Wouldn’t it be great to always be on the same page in the pursuit of quality and excellence with your team and your organization? Those shared high standards would help keep you on track to shipping the best work possible every day. You’d be staying ahead, as Jeff Bezos put it, of “ever-rising customer expectations” because those high standards are “certainly a big part” of getting there.

How do you stay ahead of ever-rising customer expectations? There’s no single way to do it – it’s a combination of many things. But high standards are certainly a big part of it.

Jeff Bezos in a 2017 Amazon shareholder letter

That’s great but the question is how do you recognize those high standards consistently and get on the same page with everyone so you’re all heading in the same direction? That might seem like a tall order some days but luckily Bezos thinks high standards are teachable.

Here are some further thoughts from the same letter, lightly edited for clarity, on how to get better at recognizing the best work possible:

  • High standards are teachable and people are pretty good at learning high standards simply through exposure.
  • You can consider yourself a person of high standards in general and still have debilitating blind spots. It’s critical to be open to that likelihood.
  • “Most people,” he said, “think that if they work hard, they should be able to master a handstand in about two weeks. The reality is that it takes about six months of daily practice. If you think you should be able to do it in two weeks, you’re just going to end up quitting.” Unrealistic beliefs on scope – often hidden and undiscussed – kill high standards. You need to form and proactively communicate realistic beliefs about how hard something is going to be.
  • Often, when a memo isn’t great, it’s not the writer’s inability to recognize the high standard, but instead a wrong expectation on scope: they mistakenly believe a high-standards, six-page memo can be written in one or two days or even a few hours, when really it might take a week or more! The great memos are written and re-written, shared with colleagues who are asked to improve the work, set aside for a couple of days, and then edited again with a fresh mind. They simply can’t be done in a day or two. The key point here is that you can improve results through the simple act of teaching scope – that a great memo probably should take a week or more.
  • The football coach doesn’t need to be able to throw, and a film director doesn’t need to be able to act. But they both do need to recognize high standards for those things and teach realistic expectations on scope. Even in the example of writing a six-page memo, that’s teamwork. Someone on the team needs to have the skill, but it doesn’t have to be you.
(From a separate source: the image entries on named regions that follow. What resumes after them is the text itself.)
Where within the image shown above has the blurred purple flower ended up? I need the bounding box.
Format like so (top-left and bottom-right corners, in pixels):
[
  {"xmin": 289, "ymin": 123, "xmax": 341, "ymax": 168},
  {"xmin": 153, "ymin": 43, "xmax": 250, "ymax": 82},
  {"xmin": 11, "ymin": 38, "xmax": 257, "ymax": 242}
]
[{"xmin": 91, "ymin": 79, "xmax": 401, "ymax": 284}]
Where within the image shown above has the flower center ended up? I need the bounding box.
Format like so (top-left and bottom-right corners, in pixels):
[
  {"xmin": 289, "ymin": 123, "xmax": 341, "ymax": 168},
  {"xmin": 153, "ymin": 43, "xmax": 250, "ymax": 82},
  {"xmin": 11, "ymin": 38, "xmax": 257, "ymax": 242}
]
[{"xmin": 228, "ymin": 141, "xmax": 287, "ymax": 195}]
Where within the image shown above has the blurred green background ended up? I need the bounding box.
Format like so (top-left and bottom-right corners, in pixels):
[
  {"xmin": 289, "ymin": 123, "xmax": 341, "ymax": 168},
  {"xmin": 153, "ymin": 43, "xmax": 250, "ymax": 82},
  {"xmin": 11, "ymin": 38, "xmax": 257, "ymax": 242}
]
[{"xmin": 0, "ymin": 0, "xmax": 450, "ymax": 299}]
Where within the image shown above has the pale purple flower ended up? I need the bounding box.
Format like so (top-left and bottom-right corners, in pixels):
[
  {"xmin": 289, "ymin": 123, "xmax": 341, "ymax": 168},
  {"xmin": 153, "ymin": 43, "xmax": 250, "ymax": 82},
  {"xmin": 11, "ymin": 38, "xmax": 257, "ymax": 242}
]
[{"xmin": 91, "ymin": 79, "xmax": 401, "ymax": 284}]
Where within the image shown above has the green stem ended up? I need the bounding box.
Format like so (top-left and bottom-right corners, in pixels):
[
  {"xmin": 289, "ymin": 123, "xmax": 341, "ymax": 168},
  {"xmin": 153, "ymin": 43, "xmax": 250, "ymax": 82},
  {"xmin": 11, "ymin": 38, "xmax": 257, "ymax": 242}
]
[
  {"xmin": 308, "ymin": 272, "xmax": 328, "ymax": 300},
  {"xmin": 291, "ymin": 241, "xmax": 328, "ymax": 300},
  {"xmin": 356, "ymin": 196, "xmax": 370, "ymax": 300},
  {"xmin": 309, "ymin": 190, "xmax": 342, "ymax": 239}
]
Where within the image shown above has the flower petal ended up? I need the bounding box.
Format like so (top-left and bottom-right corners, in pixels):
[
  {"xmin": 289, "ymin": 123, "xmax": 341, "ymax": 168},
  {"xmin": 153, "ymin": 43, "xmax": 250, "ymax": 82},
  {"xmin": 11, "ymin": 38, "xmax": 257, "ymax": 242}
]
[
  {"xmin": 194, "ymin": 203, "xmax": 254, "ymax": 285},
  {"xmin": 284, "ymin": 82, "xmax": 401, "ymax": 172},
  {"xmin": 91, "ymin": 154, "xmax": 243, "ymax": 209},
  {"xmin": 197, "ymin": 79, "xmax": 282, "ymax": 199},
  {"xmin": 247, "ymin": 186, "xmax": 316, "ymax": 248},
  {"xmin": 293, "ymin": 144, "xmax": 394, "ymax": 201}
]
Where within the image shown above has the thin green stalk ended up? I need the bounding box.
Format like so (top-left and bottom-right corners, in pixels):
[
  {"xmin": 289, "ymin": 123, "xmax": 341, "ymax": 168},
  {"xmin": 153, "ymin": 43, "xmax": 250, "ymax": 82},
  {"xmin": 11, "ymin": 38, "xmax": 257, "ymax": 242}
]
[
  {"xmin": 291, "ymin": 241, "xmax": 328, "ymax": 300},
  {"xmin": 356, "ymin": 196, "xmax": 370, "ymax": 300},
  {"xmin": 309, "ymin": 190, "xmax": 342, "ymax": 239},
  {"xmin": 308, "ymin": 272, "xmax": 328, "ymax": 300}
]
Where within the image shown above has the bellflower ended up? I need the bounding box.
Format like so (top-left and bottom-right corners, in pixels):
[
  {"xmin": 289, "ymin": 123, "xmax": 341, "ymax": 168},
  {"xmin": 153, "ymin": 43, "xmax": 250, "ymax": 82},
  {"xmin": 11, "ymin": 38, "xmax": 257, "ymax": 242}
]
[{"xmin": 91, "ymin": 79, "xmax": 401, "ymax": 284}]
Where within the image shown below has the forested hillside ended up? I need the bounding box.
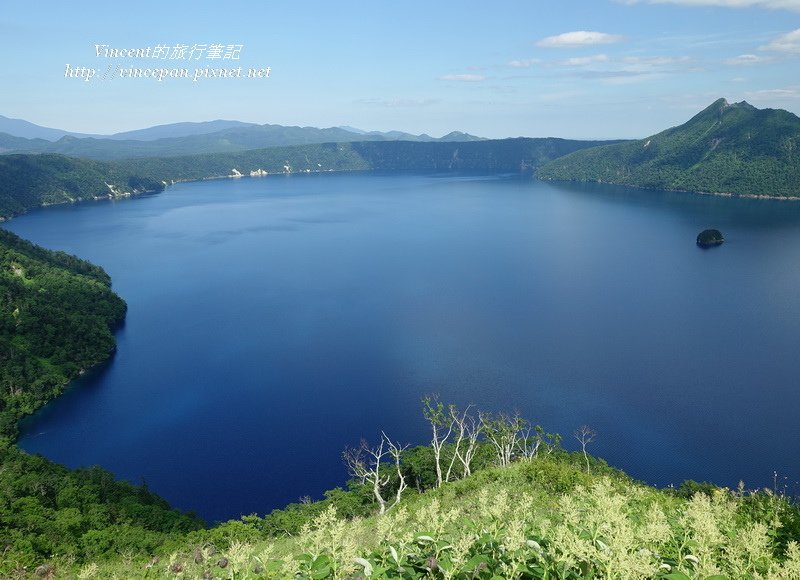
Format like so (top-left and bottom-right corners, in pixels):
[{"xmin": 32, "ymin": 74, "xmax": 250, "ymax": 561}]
[
  {"xmin": 0, "ymin": 155, "xmax": 164, "ymax": 219},
  {"xmin": 0, "ymin": 229, "xmax": 126, "ymax": 444},
  {"xmin": 537, "ymin": 99, "xmax": 800, "ymax": 197},
  {"xmin": 0, "ymin": 139, "xmax": 612, "ymax": 219},
  {"xmin": 0, "ymin": 122, "xmax": 488, "ymax": 160},
  {"xmin": 0, "ymin": 229, "xmax": 204, "ymax": 578}
]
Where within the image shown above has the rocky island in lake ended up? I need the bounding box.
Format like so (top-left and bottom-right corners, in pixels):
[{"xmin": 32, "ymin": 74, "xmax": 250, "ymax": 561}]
[{"xmin": 697, "ymin": 229, "xmax": 725, "ymax": 248}]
I think that can be boiled down into three pieces of advice.

  • Understand that you can consider yourself someone with high standards and yet still miss things.
  • Find people who have the skill of recognizing high standards and seek feedback from them.
  • Set realistic expectations on reaching high standards and don’t give up.

It’s a good list.

As we can see in this tapestry, Courtiers in a Rose Garden: A Lady and Two Gentlemen, the 15th century had exceptionally high standards for hats. I’m not sure I’m there yet.